True to form, National Highways’ regulator, the Office of Rail and Road (ORR), has brushed off a complaint from campaigners about the company’s alleged misuse of designated funds.
Transport Action Network (TAN) wrote to the ORR in August following publication of one of its National Highways Watch pieces on the issue, to which I contributed.
Specifically, it alleged that the company was spending the “ring-fenced” funds on:
Projects completely unrelated to roads (such as dance classes and school play equipment), acting as ‘sweeteners’ to buy local support on controversial schemes such as the Lower Thames Crossing
Mitigation for new road projects, removing the cost of conservation projects from the project budget and artificially lowering the cost estimate.

Designated Funds are a separate cash pot intended to make improvements on and around the strategic road network to address impacts such as community severance and environmental impacts, as well as delivering “additional” improvements to road schemes and improving safety across the network.
The ORR’s response to TAN’s complaint was broadly that as the government had not prescribed what designated funds could or could not be spent on, National Highways can do what it likes with the cash, which totalled £870m under the 2020-25 road investment strategy (RIS 2) and £89m in the interim period (2025-26).
It paraphrased RIS 2, which itself paraphrased its four named funds, as naming “some specific areas for investment – such as improving environmental performance, investigating innovative processes and improving facilities for those who walk and cycle” but also making clear that this is not an exhaustive list.
The ORR then directly quoted from the RIS 2 document:
To cover these areas and many more, there are a series of ‘designated funds’, which are reserved for key aspects of Highways England’s activity.

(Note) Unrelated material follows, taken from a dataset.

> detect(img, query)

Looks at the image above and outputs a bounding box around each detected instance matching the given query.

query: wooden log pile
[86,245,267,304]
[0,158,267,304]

Unlike the enhancements programme, these are not specified in advance.
This paragraph goes to the heart of what is wrong with the designated funds set-up. The phrase “these areas and many more” does indeed signal that the list is not exhaustive (unless only part of the list has been published) but how can funds be “reserved” for a non-exhaustive list? And in the same vein, how can they be “designated”?
Bizarrely, in an advice note to government for the interim period, the ORR said:
National Highways has allocated capital funds for other activities that fall outside the definitions of enhancements, Designated Funds and renewals.
So it seems that when the regulator wants to give National Highways a free pass on designated funds, there is no defined list of what they can be spent on. But it also believes that there are activities that fall either inside or “outside” the definition of these funds.